La Familia members have killed their rivals by driving ice picks through their skulls and boiling them to death. In an escalating competition of slaughter, the cartel has strewn the region with headless corpses wrapped in plastic and others with hacked-off limbs, graphic images that often appear in Michoacan's lurid crime tabloids.

"For the past three years here, we have lived in a situation of true terror," said López, the Catholic priest. On one occasion, traffickers hung five severed heads from a cross planted beside the two-lane road that connects several towns in the Tierra Caliente.

"And you know what we are waiting for now? Something even more horrifying," he said. "The worst of it is we've become accustomed to it. It's like getting used to pain. You need something even stronger, because that's the only way you can feel anything."

'A Straight Shooter'

Mexican Attorney General Eduardo Medina Mora recently called La Familia the country's most dangerous cartel and its leading producer of methamphetamines.
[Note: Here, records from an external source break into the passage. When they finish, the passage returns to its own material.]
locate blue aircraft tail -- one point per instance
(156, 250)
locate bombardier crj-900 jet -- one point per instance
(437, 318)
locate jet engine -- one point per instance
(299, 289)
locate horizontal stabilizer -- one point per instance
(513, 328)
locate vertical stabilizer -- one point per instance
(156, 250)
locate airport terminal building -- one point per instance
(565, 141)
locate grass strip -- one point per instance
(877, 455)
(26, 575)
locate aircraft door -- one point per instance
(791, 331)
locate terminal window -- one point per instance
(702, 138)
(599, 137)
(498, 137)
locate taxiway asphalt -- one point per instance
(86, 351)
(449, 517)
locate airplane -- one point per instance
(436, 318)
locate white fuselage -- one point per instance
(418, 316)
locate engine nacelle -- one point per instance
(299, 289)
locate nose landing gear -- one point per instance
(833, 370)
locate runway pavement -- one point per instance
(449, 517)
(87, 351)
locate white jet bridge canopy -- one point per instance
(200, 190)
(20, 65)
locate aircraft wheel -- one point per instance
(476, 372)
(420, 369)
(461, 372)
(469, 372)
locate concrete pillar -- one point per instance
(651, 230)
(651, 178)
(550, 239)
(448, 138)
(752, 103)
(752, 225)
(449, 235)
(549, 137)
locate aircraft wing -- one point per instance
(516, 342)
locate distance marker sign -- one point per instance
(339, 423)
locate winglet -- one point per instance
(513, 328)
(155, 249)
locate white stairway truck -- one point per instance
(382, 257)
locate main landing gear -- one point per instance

Authorities have broken up 39 meth labs in Michoacan - and 19 of those were in Apatzingan.

On the surface, Apatzingan is a placid agricultural town, rustic and poor around the edges, with farmers in straw hats walking by with hoes over their shoulders. But there are obvious pockets of prosperity: a row of new car dealerships, a store that sells hot tubs. When the soldiers came for the mayor, he was told that he was being "invited" to testify about local crime and that his appearance was strictly voluntary.

"Once we got outside the city, I realized that I was a prisoner," said Guízar, who had operated a radio station and a chain of restaurants called Mexico Lindo during his years in San Jose. "I don't know what happened, or, really, what is happening."
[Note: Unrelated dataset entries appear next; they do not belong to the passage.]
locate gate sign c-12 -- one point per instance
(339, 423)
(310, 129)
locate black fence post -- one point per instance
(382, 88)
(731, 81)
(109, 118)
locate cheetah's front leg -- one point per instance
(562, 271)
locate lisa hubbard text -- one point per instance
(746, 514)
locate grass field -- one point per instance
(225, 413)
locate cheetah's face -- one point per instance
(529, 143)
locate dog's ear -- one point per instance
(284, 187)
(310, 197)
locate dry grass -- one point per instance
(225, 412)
Guízar said he had registered as a Democrat in the United States and supported President Obama. His son received a degree in business administration from UCLA.

He said he returned to Michoacan in 1993 to export produce and got into politics later, first as a state legislator for the leftist Party of the Democratic Revolution, then as a candidate for mayor of Apatzingan. During the mayoral campaign, he faced accusations that he had ties to drug traffickers, which he vehemently denied. He defeated the candidate from Calderón's National Action Party, or PAN, by 71 votes.
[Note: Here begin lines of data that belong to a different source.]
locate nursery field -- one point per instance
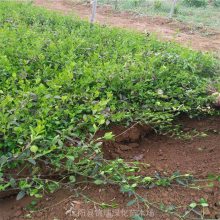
(99, 122)
(202, 37)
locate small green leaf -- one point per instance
(72, 179)
(137, 217)
(108, 136)
(203, 202)
(132, 202)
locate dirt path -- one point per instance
(203, 39)
(165, 155)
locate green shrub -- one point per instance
(61, 80)
(196, 3)
(216, 3)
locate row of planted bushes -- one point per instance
(61, 80)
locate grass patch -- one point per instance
(61, 80)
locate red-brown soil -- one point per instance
(199, 156)
(162, 27)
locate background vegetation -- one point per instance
(195, 12)
(62, 79)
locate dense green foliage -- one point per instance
(61, 80)
(196, 3)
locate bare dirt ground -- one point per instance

"I won the election on my own and didn't need anything," Guízar said. "I'm a straight shooter."

The May 26 arrests were condemned by opponents as politically motivated. Under Mexican law, the mayors can be held for 40 days until they are formally charged, which means their cases will not be resolved until after the July 5 midterm elections. Eight of the 10 mayors belong to parties other than the National Action Party.

But the allegations against the PAN officials suggest how deeply the federal government believes the cartels have permeated society. Among those arrested was Antonio González Rodríguez, the mayor of Uruapan, a city of 250,000 an hour north of Apatzingan. González came to the city in 1988 to manage the territory for Xerox, for whom he worked for nearly 30 years, according to his wife, Ramona Sánchez de González.

González had joined the PAN in his youth while working in Guadalajara for a party legend, Manuel "Maquío" Clouthier, who was killed in an automobile accident in 1988 shortly after losing the presidency to Carlos Salinas de Gortari of the Institutional Revolutionary Party, or PRI. González's wife said she and her husband both have a "blue heart," a reference to the PAN's colors. She said she does not blame Calderón for her husband's arrest, which took place on the couple's 31st wedding anniversary.

"The only thing I know is that Antonio is an honorable man," she said. "And I know that he continues to respect President Calderón and that this is a misunderstanding."

She said she was especially perplexed by the timing of the arrest. In April, a month earlier, González had been named to a national commission on public security that included mayors representing each state.

González was notified of the appointment in a letter signed by Jorge Tello Peón, Mexico's executive secretary for public security and one of Calderón's closest advisers on the drug war.